Here are some of the telltale signs of a family emergency scam:
Scammers Use Tricks — They impersonate your loved one convincingly. It’s surprisingly easy for a scam artist to impersonate someone. Social networking sites make it easier than ever to sleuth out personal and family information. Scammers also could hack into the e-mail account of someone you know. To make their story seem legitimate, they may involve another crook who claims to be an authority figure, like a lawyer or police officer.
They play on your emotions. Especially when grandparents are targeted, scammers are banking on their love and concern to outweigh their skepticism.
They swear you to secrecy. Con artists may insist that you keep their request for money confidential — to keep you from checking out their story and identifying them as imposters. Victims of this scam often don’t realize they’ve been tricked until days later, when they speak to their actual family member or friend who knows nothing about the “emergency.” By then, the money they sent can't be recovered.
They insist that you wire money right away. Scammers pressure people into wiring money because it’s like sending cash — once it’s gone, you can’t trace it or get it back.
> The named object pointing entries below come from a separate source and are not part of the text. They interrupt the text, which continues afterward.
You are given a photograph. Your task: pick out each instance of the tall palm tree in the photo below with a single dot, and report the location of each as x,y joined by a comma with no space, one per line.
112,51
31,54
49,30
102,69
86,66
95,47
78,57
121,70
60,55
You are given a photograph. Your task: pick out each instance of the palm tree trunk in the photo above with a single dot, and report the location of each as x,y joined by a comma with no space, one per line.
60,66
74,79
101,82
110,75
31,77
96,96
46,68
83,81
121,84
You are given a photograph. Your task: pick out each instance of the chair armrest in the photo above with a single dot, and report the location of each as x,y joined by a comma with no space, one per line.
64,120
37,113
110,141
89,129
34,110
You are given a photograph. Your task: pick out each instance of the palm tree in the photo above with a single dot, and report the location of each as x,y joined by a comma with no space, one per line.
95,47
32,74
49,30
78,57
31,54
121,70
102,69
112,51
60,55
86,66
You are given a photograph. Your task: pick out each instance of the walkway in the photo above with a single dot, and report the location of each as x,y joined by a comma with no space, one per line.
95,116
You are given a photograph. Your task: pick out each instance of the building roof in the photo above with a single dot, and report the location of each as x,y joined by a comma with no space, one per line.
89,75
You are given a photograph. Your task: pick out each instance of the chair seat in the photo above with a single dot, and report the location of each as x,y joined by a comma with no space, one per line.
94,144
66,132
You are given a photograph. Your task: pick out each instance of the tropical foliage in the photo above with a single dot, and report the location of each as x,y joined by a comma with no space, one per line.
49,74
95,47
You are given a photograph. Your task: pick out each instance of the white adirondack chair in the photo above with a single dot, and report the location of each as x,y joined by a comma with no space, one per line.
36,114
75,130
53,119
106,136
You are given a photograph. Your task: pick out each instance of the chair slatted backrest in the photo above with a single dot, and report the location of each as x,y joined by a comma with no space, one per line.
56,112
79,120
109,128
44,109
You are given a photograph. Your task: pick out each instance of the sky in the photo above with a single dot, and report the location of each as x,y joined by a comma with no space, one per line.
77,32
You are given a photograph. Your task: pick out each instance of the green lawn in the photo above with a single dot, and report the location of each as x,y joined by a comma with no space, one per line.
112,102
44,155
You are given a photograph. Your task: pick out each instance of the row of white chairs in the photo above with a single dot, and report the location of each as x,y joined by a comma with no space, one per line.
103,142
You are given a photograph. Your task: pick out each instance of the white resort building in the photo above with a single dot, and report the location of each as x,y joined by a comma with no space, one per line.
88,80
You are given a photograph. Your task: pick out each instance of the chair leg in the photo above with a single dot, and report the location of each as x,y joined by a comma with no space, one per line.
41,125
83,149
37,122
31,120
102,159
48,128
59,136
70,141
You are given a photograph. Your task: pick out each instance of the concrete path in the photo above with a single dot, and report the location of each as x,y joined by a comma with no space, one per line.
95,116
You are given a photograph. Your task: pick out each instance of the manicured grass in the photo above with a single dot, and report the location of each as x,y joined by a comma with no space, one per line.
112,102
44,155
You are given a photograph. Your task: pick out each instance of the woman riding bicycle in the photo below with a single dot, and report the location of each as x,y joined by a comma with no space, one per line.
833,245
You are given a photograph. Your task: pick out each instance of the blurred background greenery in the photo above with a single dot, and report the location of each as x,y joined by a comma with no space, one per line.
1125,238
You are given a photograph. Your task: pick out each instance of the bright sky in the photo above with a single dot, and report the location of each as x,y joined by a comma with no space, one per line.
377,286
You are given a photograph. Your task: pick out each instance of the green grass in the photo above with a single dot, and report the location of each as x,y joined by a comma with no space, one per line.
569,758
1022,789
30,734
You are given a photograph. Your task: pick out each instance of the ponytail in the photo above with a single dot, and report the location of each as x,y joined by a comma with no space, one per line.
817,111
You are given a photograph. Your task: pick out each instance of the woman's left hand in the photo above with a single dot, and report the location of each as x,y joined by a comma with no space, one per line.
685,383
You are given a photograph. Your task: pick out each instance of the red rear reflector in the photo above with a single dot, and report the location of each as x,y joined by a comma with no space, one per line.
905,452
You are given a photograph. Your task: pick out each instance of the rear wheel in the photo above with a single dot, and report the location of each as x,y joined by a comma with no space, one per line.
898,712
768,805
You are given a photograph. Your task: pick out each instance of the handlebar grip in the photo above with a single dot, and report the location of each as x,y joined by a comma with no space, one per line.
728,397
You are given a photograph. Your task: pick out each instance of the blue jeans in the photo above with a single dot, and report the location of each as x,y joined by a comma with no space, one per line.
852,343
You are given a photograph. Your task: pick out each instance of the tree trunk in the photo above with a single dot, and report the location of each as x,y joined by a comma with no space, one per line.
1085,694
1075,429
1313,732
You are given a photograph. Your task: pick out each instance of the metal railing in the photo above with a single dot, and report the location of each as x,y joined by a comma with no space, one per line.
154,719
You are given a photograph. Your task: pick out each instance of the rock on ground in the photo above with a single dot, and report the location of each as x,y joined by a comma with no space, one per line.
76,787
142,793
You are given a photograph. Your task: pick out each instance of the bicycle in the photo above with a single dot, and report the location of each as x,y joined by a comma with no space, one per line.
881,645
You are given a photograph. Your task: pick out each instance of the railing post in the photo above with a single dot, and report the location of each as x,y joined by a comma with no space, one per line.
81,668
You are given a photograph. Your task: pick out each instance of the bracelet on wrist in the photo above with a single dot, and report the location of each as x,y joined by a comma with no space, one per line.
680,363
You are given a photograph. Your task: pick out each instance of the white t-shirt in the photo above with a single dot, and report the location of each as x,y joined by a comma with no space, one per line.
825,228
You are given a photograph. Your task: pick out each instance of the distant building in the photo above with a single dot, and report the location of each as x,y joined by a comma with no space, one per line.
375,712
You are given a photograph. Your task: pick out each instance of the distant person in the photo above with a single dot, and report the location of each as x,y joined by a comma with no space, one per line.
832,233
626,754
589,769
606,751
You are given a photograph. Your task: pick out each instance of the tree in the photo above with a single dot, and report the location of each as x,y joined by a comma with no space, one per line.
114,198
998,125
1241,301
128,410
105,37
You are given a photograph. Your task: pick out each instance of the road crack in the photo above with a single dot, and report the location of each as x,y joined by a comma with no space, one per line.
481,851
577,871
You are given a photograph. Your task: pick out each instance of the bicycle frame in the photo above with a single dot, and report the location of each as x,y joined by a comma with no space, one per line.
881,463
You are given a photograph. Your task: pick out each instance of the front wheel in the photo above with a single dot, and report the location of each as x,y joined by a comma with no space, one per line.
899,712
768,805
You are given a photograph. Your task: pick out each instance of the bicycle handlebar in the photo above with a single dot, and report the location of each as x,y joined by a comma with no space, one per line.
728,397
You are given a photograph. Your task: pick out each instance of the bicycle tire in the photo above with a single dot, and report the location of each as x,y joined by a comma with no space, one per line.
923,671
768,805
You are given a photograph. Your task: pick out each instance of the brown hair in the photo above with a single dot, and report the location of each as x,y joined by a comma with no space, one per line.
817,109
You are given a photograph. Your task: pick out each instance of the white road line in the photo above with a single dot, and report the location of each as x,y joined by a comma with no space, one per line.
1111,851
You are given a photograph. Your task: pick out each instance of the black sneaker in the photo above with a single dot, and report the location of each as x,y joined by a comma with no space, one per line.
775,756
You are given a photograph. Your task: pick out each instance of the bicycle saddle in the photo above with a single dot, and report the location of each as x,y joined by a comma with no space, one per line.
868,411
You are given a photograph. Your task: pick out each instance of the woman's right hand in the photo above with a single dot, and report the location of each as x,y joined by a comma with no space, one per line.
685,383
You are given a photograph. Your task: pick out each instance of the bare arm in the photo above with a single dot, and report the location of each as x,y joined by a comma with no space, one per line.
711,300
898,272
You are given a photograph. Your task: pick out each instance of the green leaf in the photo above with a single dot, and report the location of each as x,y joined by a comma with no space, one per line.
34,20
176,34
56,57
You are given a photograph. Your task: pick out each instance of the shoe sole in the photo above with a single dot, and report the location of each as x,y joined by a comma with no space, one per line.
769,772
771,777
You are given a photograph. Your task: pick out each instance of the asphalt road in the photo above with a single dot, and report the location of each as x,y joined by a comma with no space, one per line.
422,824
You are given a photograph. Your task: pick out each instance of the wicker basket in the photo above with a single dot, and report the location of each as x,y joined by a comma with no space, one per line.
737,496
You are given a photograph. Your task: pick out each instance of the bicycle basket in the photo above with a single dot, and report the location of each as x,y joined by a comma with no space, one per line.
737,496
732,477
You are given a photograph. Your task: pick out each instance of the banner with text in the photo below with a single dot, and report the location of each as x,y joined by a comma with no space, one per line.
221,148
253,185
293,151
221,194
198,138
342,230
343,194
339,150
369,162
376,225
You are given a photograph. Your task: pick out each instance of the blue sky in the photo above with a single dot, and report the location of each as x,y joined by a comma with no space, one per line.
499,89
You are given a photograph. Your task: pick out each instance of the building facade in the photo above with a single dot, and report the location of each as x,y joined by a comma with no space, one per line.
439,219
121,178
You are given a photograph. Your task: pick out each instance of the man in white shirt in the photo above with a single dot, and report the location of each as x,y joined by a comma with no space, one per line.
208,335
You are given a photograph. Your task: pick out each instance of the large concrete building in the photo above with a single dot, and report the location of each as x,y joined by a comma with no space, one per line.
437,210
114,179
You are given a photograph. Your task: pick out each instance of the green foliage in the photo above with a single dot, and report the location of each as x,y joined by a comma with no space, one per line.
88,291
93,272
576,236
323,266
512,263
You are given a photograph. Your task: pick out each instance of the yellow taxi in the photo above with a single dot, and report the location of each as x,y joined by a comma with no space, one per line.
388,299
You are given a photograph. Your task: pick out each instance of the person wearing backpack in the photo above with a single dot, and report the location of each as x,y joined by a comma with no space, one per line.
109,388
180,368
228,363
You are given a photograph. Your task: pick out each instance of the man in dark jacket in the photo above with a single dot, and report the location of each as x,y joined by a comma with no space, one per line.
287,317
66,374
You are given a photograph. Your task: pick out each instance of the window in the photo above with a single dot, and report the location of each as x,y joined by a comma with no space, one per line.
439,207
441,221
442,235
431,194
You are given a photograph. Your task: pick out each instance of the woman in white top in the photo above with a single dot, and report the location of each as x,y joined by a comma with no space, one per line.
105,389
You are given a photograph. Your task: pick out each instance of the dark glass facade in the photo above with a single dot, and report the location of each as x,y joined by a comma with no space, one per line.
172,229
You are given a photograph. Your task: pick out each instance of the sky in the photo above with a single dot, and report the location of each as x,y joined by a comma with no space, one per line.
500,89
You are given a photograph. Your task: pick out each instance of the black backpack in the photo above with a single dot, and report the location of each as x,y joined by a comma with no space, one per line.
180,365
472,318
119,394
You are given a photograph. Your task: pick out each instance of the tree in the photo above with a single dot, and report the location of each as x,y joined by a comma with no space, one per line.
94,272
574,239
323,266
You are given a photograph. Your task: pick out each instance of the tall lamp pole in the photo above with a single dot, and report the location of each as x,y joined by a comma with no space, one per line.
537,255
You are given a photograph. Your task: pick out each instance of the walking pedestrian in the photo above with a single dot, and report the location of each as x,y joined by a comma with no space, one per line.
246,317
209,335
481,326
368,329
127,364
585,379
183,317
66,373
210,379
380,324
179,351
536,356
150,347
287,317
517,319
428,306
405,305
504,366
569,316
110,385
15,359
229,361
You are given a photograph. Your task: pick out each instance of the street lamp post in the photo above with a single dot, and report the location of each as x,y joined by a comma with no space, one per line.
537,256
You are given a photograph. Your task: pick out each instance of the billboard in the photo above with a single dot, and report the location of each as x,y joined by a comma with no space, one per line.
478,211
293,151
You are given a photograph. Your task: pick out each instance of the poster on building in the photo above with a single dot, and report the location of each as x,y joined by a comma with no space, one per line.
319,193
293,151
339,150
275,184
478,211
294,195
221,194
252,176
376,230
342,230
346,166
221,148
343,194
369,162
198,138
Imposters encourage using money transfer services so they can get your money before you realize you’ve been scammed.
If someone calls or sends a message claiming to be a family member or a friend desperate for money, follow these tips from the Federal Trade Commission:
•Resist the urge to act immediately, no matter how dramatic the story is.
•Verify the person’s identity by asking questions that a stranger couldn’t possibly answer.
•Call a phone number for your family member or friend that you know to be genuine.
•Check the story out with someone else in your family or circle of friends, even if you’ve been told to keep it a secret.
•Don’t wire money — or send a check or money order by overnight delivery or courier.
•Report possible fraud at ftc.gov/complaint or by calling 877-FTC-HELP. You may also contact the Office of Consumer Protection of the Montana Attorney General’s Office at 800-481-6896 or online at http://doj.mt.gov/consumer.
Scammers play on our emotions and generosity. They succeed by being clever, calculating, and often cruel. But they also succeed because their victims have not been forewarned. The old saying “the best defense is a good offense” is really true when it comes to scams and fraud.